Da questo punto di vista mi sembra che la storia di Caino e
Abele e il gesto del KA abbiano ancora molto da insegnare alle arti che si
occupano della trasformazione dello spazio. Ne primo capitolo eravamo rimasti a
quando, dopo il primo omicidio della storia dell’umanità, Dio punisce Caino mandandolo
errante nel deserto. Quello a cui non ho più smesso di pensare è la reazione di
Caino. La sua paura non è il perdersi ma è quella di incontrare l'Altro, teme che
l’Altro lo ucciderà, la sua unica preoccupazione è come affrontare il conflitto
con il diverso. La Bibbia racconta che allora Dio dà a Caino un “segno” che
servirà a proteggerlo. Un marchio? Il marchio di Caino? Ho cominciato a
studiare e mi sembra che questo segno non si ritrovi nell'iconografia di Caino,
che invece porta con sé il bastone del viandante. Mi sto convincendo del fatto
che il Signore non ha propriamente “dato un segno” a Caino, tantomeno un
bastone, ma abbia invece “insegnato” a Caino a fare una cosa che non sapeva
fare. Dio ha insegnato a Caino a salutare, ad andare verso l'Altro facendo “un
segno” non belligerante.
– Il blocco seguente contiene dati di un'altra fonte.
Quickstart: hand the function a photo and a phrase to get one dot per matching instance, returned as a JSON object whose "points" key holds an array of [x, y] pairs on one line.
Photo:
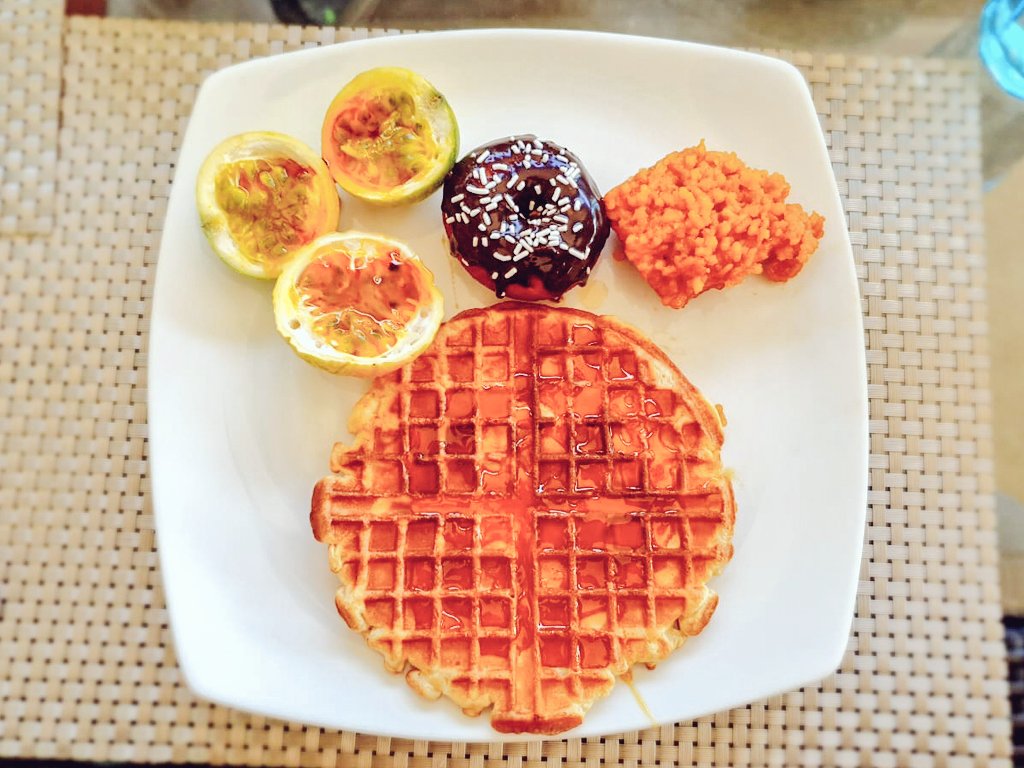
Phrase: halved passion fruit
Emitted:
{"points": [[356, 303], [261, 196], [389, 136]]}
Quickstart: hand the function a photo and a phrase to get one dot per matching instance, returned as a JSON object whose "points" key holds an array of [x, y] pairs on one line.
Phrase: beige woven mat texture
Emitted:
{"points": [[30, 95], [88, 669]]}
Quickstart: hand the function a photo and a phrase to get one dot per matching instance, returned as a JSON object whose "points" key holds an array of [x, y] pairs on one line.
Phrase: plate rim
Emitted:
{"points": [[830, 657]]}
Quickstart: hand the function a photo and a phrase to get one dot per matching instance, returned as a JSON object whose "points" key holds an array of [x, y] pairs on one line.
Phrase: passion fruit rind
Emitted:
{"points": [[313, 211], [418, 118], [297, 321]]}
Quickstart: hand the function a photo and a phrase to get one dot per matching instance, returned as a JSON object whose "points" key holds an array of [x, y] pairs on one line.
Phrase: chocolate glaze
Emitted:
{"points": [[524, 217]]}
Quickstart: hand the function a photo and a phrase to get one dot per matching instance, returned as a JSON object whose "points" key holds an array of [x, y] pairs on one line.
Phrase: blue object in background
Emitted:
{"points": [[1001, 44]]}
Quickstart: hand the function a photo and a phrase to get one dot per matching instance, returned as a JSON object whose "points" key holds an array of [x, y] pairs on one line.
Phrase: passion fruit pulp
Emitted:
{"points": [[260, 197], [389, 136], [356, 303]]}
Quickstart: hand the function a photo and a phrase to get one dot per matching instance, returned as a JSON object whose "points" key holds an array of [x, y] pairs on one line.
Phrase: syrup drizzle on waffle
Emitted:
{"points": [[530, 507]]}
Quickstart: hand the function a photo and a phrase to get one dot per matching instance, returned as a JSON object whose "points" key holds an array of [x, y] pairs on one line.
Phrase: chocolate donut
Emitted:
{"points": [[524, 218]]}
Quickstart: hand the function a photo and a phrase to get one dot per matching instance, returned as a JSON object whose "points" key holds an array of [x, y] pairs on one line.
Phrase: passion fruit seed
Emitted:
{"points": [[382, 139], [267, 204]]}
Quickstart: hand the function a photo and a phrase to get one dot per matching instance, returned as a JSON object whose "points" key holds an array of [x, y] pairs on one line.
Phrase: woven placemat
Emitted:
{"points": [[88, 669], [30, 95]]}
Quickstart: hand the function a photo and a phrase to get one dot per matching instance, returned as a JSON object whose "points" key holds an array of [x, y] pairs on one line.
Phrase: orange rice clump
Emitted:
{"points": [[699, 219]]}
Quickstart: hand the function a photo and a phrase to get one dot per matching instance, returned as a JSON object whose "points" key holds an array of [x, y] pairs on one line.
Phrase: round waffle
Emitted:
{"points": [[529, 508]]}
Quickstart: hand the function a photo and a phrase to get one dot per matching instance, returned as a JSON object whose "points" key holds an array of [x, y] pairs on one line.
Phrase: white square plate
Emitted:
{"points": [[241, 428]]}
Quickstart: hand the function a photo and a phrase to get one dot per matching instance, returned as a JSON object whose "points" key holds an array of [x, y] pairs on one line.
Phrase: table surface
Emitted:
{"points": [[89, 668]]}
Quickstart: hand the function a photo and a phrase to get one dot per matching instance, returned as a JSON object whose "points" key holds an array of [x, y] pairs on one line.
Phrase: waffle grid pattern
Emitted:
{"points": [[599, 593], [89, 670], [30, 82]]}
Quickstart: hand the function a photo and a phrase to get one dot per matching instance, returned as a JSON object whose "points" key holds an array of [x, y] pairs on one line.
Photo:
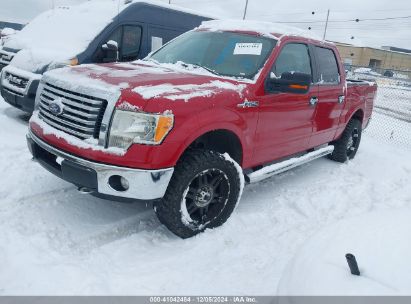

E sono sempre più convinto che questo saluto è lo
stesso del simbolo del Ka (che poi è anche radice del nome Kaino): due braccia
alzate che ti vengono incontro camminando, che vanno incontro all'altro non più
per ucciderlo come Caino aveva appena fatto con suo fratello, ma mostrando le
mani vuote, disarmate, inoffensive e forse protese verso un abbraccio. Sono
convinto che chi ha scritto la Genesi aveva compreso che questo primo
rivoluzionario atto di pace era legato al camminare ed al fermarsi. All’arte
dell’erranza segue l’arte dell’incontro, quella della costruzione di uno spazio
di soglia, della realizzazione di una frontiera fuori dallo Spazio e dal Tempo,
in cui affrontare il conflitto tra diversi con un saluto non belligerante.
Forse è da qui che comincerà un mio prossimo libro. Si
potrebbe chiamare “Stopscapes. Il fermarsi come pratica estetica”. Mi
piacerebbe parlare non più del camminare per perdersi ma del camminare per
inciampare nell’Altro, della decisione di fermarsi a costruire uno spazio di
incontro tra diversi, della nascita di Kronos e dello Spazio del Perder Tempo, del
progetto indeterminato e del partecipare come cittadini alle evoluzioni
meticcie di quelle Nuove Babilonie che già abitano le nostre città.